One big name, fighting for the electric car, was Thomas Edison. Electric cars, back then, ran off rechargeable lead-acid batteries that were essentially the great-great grandfather of the auxiliary lead-acid batteries in today’s cars. Edison thought he could do better, and that brings me to today’s object.

Pictured above is a B-2 nickel-iron (or ‘Edison’) battery. The sectioning of the battery gives us a nice look at its internal workings and lets us see how it compares with later ‘dry cell’ batteries like the Columbia ignitor. B-2 is simply a model number used by Edison to distinguish batteries used for different purposes, much like today’s batteries are AA, AAA, C, D, and so on. This particular model was not used for electric cars (that responsibility fell to its big brother, the A cell); instead, the B-2 was typically reserved ‘for ignition, and other light work’. Other uses for Edison batteries included telegraphy, and running lamps and signals in mines, trains, and ships. Large nickel-iron batteries were even deployed in submarines in World War I.

One of its most desirable features was that the Edison battery was nigh-on indestructable; workers at Edison’s factory performed wear testing by repeatedly throwing the battery out a third-floor window. It was also rugged electrically; the cells could withstand being left uncharged for decades, before working just-like-new after a fresh charge and electrolyte top-up. Detroit Electric Car

Edison batteries were used to run another item in the Powerhouse collection: the Detroit Electric car (see right). In fact, Edison himself owned one. The Detroit electric boasted a range of about 130 km (if driven conservatively) and a top speed of around 50 km/h. There was a surge of popularity for such cars again during World War I, when the price of petrol rose sharply.
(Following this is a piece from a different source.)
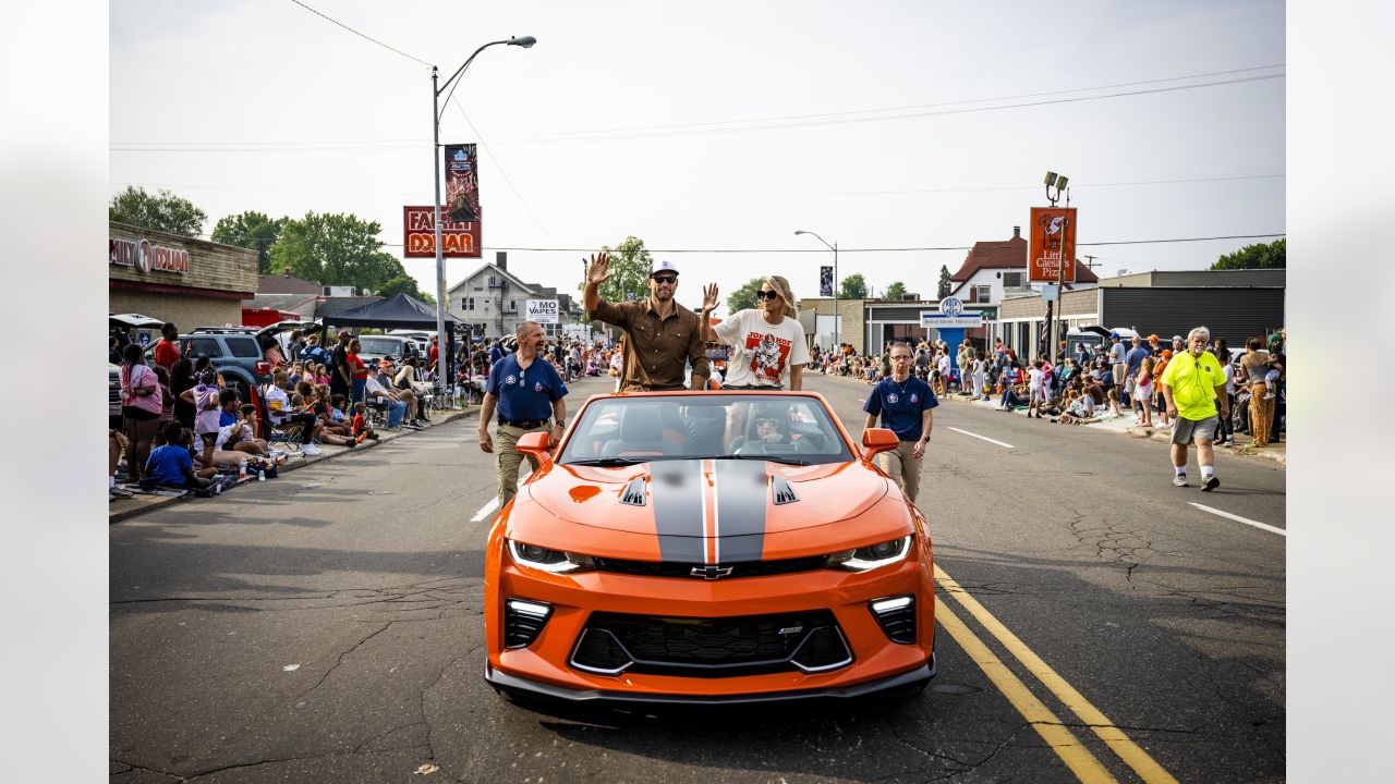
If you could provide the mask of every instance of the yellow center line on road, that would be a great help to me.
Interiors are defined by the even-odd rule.
[[[978,622],[983,625],[985,629],[1017,658],[1024,667],[1036,675],[1053,695],[1056,695],[1060,702],[1066,703],[1080,720],[1094,730],[1095,735],[1099,735],[1119,759],[1124,760],[1129,767],[1138,774],[1148,784],[1177,784],[1177,780],[1163,770],[1156,760],[1148,756],[1148,752],[1143,751],[1137,744],[1134,744],[1129,735],[1123,732],[1115,723],[1110,721],[1103,713],[1099,711],[1094,704],[1089,703],[1076,691],[1074,686],[1066,682],[1064,678],[1056,674],[1039,656],[1036,656],[1032,649],[1027,647],[1027,643],[1020,640],[1017,635],[1007,631],[992,612],[988,611],[976,598],[968,594],[953,578],[950,578],[944,569],[940,569],[939,564],[935,565],[935,580],[944,589],[944,593],[953,596],[965,610],[970,611]],[[936,600],[936,610],[940,603]],[[957,619],[956,619],[957,622]],[[949,626],[946,626],[947,629]],[[953,635],[954,632],[950,632]],[[958,638],[956,638],[958,639]],[[963,644],[963,643],[961,643]],[[1011,698],[1009,698],[1011,699]]]
[[[978,664],[979,670],[988,675],[988,679],[997,686],[999,692],[1007,698],[1007,702],[1013,703],[1017,713],[1023,714],[1023,718],[1036,730],[1036,734],[1046,741],[1050,751],[1056,752],[1056,756],[1070,767],[1071,773],[1085,784],[1094,784],[1096,781],[1115,781],[1115,777],[1105,770],[1105,766],[1080,742],[1070,730],[1062,724],[1060,718],[1050,711],[1049,707],[1042,704],[1036,695],[1023,684],[1013,671],[1003,664],[1003,660],[993,656],[993,651],[983,644],[983,640],[978,639],[964,621],[960,621],[958,615],[950,611],[949,605],[939,597],[935,597],[935,619],[939,621],[944,631],[954,638],[954,642],[964,649],[974,664]]]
A public charging point was even installed at Palmer Street in the Sydney CBD, allowing you to recharge your electric vehicle for a modest fee. (I find this revelation quite funny, as a century later, we’re having debates about ‘range anxiety’ on electric cars and how to recharge your electric car while on vacation).

So whatever happened to the nickel-iron battery? Why do we have a lead-acid battery under the hood of our car nowadays? It was probably a combination of things. The electric starter motor was invented in 1911, eliminating one of the biggest drawbacks of petrol cars. Part of it might be the limitations of the Edison battery: it cost more to manufacture than a lead-acid battery; it was greatly inefficient at low temperatures, rendering it almost useless in winter; and it performed poorly in situations where a high discharge or high recharge rate was required. I’d also speculate that the market also played a role: petrol car manufacturers likely had business agreements with certain battery companies. Because of its wide range of other uses, the Edison battery was produced for over half a century, with production only stopping after Edison Storage Battery Co. was acquired by Exide Batteries.

So if you happen to be digging around in the grandparents’ tool shed and find an old Edison battery, you can tell your friends that you’ve found a part of one of the first electric cars. Hell, if you feel like fun, replace the electrolyte, and try (carefully!) giving it a charge. It’ll probably still work.